Heath Young

Personal information
- Full name: Heath Francis Young
- Nationality: Australia
- Born: 21 September 1978 (age 47) Sydney, Australia
- Occupation: Judoka
- Height: 1.70 m (5 ft 7 in)
- Weight: 66 kg (146 lb)

Sport
- Sport: Judo
- Event: 66 kg
- Club: Tiger-Do Judo Academy
- Coached by: Terry Young

Profile at external databases
- JudoInside.com: 9276

= Heath Young =

Australian Olympic judoka

Heath Francis Young (born 21 September 1978 in Sydney) is an Australian judoka, who competed in the men's half-lightweight category. He held five Australian titles in his own division, picked up a total of thirteen medals in his career, including two golds from the Oceania Championships, and represented his nation Australia in the 66-kg class at the 2004 Summer Olympics. Throughout his sporting career, Young trained full-time for the senior team at Tiger-Do Judo Academy in his native Sydney, under his personal coach, father, and sensei Terry Young.
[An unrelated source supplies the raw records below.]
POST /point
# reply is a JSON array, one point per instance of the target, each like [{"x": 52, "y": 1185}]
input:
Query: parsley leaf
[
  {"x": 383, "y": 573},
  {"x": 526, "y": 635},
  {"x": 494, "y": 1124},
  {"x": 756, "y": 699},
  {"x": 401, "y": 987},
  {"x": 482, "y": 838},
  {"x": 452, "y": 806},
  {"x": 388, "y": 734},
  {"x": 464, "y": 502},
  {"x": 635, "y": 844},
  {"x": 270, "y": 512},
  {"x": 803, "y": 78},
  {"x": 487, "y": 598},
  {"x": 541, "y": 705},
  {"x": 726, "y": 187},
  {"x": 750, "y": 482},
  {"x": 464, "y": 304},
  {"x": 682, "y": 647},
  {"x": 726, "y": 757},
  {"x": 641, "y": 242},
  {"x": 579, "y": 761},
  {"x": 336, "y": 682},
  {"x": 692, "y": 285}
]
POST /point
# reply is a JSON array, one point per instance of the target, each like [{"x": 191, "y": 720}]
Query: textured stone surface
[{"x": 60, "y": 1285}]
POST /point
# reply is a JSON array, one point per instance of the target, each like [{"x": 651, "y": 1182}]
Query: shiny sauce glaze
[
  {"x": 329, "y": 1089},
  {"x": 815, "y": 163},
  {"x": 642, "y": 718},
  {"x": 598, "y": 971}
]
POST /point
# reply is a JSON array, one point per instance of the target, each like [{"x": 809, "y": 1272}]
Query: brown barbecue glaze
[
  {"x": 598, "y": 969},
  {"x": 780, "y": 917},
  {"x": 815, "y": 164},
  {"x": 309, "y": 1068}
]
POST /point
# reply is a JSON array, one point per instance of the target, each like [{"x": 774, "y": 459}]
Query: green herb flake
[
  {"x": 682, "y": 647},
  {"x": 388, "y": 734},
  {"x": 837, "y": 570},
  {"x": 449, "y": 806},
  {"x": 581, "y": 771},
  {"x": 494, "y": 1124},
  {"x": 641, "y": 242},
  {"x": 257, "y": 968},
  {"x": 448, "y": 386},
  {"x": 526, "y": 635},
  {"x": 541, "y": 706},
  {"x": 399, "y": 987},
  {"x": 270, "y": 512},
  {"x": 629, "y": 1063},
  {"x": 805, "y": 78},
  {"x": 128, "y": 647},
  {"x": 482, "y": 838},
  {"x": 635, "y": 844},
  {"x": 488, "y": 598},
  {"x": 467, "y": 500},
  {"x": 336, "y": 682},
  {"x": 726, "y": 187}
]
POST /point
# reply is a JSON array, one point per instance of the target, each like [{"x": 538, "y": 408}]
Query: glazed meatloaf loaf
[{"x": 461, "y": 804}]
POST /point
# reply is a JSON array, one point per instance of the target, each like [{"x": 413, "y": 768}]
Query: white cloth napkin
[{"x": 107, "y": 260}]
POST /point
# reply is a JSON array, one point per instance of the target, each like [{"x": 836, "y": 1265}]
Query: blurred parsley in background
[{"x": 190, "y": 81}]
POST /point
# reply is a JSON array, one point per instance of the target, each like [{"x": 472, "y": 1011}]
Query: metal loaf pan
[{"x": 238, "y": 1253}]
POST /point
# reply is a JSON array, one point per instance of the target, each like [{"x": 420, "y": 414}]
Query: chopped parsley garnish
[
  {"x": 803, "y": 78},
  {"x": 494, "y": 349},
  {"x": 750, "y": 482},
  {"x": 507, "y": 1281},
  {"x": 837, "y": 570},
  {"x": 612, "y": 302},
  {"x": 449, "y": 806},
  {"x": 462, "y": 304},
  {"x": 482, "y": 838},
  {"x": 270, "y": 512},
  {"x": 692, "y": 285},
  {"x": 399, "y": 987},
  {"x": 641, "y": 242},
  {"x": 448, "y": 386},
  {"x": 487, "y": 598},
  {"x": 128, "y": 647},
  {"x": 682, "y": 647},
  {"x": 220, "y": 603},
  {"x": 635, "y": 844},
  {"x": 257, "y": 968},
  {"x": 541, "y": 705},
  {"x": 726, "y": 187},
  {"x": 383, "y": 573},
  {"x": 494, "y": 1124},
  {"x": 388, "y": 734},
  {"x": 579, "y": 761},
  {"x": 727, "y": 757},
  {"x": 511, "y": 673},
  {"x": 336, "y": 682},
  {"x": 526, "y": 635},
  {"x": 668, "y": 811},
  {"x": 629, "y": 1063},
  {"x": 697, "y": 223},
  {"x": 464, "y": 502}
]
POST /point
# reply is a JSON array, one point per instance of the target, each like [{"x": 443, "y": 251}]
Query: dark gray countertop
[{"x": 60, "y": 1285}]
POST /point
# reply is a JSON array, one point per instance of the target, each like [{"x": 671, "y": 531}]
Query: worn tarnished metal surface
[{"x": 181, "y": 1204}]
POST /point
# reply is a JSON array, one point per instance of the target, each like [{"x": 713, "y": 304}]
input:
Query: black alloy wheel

Young qualified for the Australian squad in the men's half-lightweight class (66 kg) at the 2004 Summer Olympics in Athens, by topping the field of judoka and receiving a berth from the Oceania Championships in Nouméa, New Caledonia. He opened his match with a more satisfying victory over Bolivia's Juan José Paz by points on waza-ari, before losing out in an earth-shattering ippon defeat with a stunning shoulder throw to Cuban judoka and eventual bronze medalist Yordanis Arencibia. In the repechage, Young gave himself a chance for an Olympic bronze medal, but crashed out in the first round of the draft, as Venezuela's Ludwig Ortíz tightly pinned him on the tatami with a kuzure kami shiho gatame (broken upper four-quarter hold-down) at one minute and ten seconds.